El eco de su voz recorrió el pasillo sin recibir respuesta alguna. Anduvo sobre una mullida alfombra de terciopelo roja y caminó flanqueada por antiquísimos retratos de extraños rostros; ninguno de ellos parecía humano. Las cortinas de dos enormes ventanales que había al final del pasillo se sacudían furiosas, a pesar de que las ventanas que ocultaban al otro lado estaban cerradas.

—Vivimos tiempos inquietos en La Cógnita —dijo una voz de pronto.

June se volvió y observó una figura en lo alto de una barandilla dorada que descendía junto a una escalinata a la derecha de un enorme salón, tan ostentoso como el corredor que la había llevado hasta allí.

La mujer era joven y hermosa. Tenía un lacio cabello rojo, como una lengua de fuego, que descendía suavemente hasta su cintura. Sus ojos eran negros y lucía un largo vestido de color blanco con un generoso escote. Se sujetó la falda del mismo para descender cuidadosamente a través de la escalinata sin perder de vista a June.

—Tú debes de ser la joven humana de La Conmuta, ¿me equivoco?

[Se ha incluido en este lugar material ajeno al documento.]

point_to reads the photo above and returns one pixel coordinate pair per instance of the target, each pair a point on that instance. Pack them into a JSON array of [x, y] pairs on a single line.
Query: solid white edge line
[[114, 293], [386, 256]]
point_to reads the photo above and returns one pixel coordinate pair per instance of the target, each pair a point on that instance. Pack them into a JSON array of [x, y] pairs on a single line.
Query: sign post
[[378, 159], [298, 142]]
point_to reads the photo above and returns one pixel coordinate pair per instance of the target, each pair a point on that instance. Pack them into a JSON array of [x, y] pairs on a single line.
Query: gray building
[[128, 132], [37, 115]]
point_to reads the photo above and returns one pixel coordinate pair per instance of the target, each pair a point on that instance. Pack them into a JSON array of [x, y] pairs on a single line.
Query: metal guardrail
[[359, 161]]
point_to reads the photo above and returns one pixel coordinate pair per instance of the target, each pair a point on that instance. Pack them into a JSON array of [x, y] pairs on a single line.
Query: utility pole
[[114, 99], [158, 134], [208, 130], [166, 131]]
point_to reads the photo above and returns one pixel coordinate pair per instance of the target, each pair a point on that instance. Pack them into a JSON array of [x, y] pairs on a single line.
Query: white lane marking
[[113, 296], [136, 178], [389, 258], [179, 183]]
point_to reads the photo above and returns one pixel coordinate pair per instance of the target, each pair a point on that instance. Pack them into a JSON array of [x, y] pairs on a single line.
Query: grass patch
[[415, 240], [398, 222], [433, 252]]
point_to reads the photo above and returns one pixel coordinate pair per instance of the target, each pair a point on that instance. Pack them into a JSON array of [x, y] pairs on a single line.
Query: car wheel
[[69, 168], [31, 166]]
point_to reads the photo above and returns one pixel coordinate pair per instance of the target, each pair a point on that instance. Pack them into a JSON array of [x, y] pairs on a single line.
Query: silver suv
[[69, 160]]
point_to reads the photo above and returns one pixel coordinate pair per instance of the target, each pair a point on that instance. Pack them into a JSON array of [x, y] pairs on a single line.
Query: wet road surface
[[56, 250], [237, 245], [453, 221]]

—No, no se equivoca. Soy June.

—June. Bonito nombre —concluyó la mujer cuando hubo llegado frente a ella. Extendió la mano y estrechó la de la joven cuando ella le respondió. A diferencia de los brujos, la mujer no estaba fría, sino al contrario. Su tacto era cálido, casi abrasador.

—Yo soy Anouk. Señora de La Cógnita y natural de las llanaruas de Ákiron, ciudad capital de Trásaro.

—Un... placer —respondió, dubitativa. Un demonio. Igual que recordaba la Conmuta de una joven vampiro en Luzaria, June también conservaba un claro recuerdo del paso de un demonio, una muchacha que provocó un par de incidentes con algún incendio que, finalmente, pudieron solventarse sin mayores dificultades. O eso les habían dicho al resto de alumnos.

Había algo en aquella mujer que la inquietaba, aunque supuso que toda criatura en Noctia generaría en ella aquel efecto hasta que lograra acostumbrarse por completo.

June se fijó entonces en que Anouk llevaba un medallón que, por un momento, la hizo sentir escalofríos: una moneda exactamente igual a la que le había sustraído a Eugenne, el príncipe de los vampiros. Y es que había sido aquella, la de Anouk, la que había esperado encontrar, topando, sorprendente y casualmente con la de Eugenne.